I'm gathering metrics with Google mtail (https://github.com/google/mtail) (inputs.prometheus). Problem is that histograms are removed every expiration_interval (and reappear on next interval) (Counters from mtail are not removed on expiration_interval).

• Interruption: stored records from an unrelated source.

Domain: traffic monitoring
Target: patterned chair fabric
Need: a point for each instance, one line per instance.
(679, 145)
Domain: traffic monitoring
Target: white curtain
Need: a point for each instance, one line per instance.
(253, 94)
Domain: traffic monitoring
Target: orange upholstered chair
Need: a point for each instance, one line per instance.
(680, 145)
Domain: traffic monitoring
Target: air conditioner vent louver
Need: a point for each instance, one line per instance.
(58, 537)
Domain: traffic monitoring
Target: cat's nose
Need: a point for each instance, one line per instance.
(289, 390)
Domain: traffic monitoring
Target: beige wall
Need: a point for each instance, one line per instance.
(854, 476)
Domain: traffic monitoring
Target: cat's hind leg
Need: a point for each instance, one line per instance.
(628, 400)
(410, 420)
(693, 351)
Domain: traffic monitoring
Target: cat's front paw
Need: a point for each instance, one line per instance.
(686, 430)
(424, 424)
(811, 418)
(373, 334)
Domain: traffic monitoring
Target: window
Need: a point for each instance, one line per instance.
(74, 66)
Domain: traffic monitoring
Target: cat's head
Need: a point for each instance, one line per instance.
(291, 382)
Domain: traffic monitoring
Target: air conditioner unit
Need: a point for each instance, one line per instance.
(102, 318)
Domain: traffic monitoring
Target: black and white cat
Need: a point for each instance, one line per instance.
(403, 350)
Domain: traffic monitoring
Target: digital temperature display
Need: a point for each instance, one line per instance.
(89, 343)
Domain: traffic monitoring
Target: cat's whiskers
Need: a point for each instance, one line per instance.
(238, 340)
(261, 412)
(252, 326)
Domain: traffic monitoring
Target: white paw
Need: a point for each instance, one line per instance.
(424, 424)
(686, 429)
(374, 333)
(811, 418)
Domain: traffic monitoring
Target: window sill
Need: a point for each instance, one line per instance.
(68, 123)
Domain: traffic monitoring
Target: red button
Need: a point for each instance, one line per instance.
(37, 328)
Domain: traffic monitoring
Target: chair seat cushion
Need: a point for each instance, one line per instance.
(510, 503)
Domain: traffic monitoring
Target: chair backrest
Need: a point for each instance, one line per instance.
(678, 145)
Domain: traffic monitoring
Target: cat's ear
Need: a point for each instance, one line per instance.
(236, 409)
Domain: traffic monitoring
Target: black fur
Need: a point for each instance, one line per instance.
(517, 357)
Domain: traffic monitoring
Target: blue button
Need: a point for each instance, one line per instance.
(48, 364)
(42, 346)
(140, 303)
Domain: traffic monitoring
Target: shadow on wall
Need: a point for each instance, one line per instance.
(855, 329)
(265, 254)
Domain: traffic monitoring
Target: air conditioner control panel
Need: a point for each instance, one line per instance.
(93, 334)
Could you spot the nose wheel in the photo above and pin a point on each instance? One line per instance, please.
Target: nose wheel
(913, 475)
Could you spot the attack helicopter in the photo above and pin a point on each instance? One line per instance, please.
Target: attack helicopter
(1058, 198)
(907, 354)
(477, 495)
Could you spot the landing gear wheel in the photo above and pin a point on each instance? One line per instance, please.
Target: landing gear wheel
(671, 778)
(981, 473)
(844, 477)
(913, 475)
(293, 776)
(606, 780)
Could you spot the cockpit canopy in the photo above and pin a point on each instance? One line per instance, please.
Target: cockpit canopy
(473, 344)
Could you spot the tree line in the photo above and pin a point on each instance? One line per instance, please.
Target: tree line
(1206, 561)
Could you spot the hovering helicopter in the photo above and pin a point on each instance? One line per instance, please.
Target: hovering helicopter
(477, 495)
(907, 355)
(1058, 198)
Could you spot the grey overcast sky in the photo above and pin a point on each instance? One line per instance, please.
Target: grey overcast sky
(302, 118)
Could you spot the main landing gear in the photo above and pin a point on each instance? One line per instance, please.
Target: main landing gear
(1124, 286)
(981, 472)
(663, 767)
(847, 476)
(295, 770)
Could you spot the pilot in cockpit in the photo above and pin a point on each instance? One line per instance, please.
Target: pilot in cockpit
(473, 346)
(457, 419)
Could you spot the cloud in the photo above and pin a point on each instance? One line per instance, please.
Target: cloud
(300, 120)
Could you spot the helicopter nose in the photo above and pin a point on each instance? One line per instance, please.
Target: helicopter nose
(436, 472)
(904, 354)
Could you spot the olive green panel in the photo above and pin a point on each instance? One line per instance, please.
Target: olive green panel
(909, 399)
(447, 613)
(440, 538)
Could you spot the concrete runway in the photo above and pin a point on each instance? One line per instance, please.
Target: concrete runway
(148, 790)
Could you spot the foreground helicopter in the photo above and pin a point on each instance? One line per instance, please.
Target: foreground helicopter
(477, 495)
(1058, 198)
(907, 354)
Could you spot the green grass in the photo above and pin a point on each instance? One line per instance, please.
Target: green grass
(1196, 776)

(Setting expiration_interval=0 is not viable because telegraf also gathers other metrics and there are metrics I want to alert on if they're absent). (Testing with (both input/output) metric_version=1 and histograms don't disappear every expiration_interval).
Relevant telegraf.conf:
# This is minimal example for reproducing the behaviour.
[agent]
interval = "10s"
round_interval = true
metric_batch_size = 1000
metric_buffer_limit = 10000
collection_jitter = "3s"
flush_interval = "10s"
flush_jitter = "4s"
precision = ""
debug = false
hostname = ""
omit_hostname = true
[[outputs.prometheus_client]]
## Address to listen on
listen = ":9273"
metric_version = 2
path = "/metrics"
# short expiration for debugging
expiration_interval = "30s"
collectors_exclude = ["gocollector", "process"]
# string_as_label = true
## Export metric collection time.
export_timestamp = false
[[inputs.prometheus]]
urls = ["http://localhost:8000/metrics"]
response_timeout = "8s"
metric_version = 2
namedrop = [ "go_*", "process_*" ]
tagexclude = [ "host", "url" ]
interval = "10s"
System info:
Telegraf 1.15.3 (git: HEAD fac8181) (also happens with at least 1.15.1, 1.14.0)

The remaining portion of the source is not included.